Beginning in 1928, Bartlett published numerous articles on the Native people and cultures of Arizona. Her scientific papers included such topics as ancient mines, artifacts, foods, history, prehistoric tools, as well as crafts of the Hopi, Navajo, and other Arizona tribes. Her article Pueblo Milling Stones of the Flagstaff Region and Their Relation to Others in the Southwest: A Study in Progressive Efficiency "has become a standard reference on groundstone food-processing technology," according to the Society for American Archaeology. From 1953 until 1974, she served as the Librarian of the MNA and collected thousands of volumes to create a comprehensive research facility in northern Arizona. From 1974 until her retirement in 1981, she filled the role of museum archivist.

Bartlett was a charter member of the Arizona Academy of Science and the Arizona Association of University Women. She was a Fellow of the American Association for the Advancement of Science, of the American Anthropological Association, and the first Fellow of the MNA. She was honored by an exhibit that appeared at the Smithsonian in 1986, entitled “Daughter of the Desert” and a 1991 recipient of the Sharlot Hall Award for her contributions to Arizona history. Bartlet retired in 1981 to care for her housemate Foster, who died in 1983, but continued working at museum as a volunteer until 1990.

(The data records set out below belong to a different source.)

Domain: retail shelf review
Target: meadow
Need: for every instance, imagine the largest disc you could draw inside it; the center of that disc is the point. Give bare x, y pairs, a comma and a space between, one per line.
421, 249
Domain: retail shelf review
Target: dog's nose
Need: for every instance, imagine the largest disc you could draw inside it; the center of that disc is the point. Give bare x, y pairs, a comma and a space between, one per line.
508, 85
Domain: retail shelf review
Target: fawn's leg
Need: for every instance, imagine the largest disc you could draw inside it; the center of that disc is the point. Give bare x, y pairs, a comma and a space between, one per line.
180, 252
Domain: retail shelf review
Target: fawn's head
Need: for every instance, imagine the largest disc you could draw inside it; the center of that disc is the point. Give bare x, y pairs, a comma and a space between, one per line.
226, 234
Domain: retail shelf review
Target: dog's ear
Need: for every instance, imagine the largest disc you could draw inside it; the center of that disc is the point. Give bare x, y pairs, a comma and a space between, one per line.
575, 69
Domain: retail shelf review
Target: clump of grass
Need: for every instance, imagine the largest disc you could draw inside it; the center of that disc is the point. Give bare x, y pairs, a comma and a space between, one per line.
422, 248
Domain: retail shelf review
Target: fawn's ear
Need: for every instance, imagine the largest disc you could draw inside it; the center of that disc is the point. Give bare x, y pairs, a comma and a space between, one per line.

Bartlett died on May 22, 2001, in Sedona, Arizona, and was posthumously inducted into the Arizona Women's Hall of Fame in 2008.

==Sources==
- Banks, Kimball M (2014). "Dam Projects and the Growth of American Archaeology: The River Basin Surveys and the Interagency Archeological Salvage Program"
- Browman, David L. (2013). "Cultural Negotiations: The Role of Women in the Founding of Americanist Archaeology"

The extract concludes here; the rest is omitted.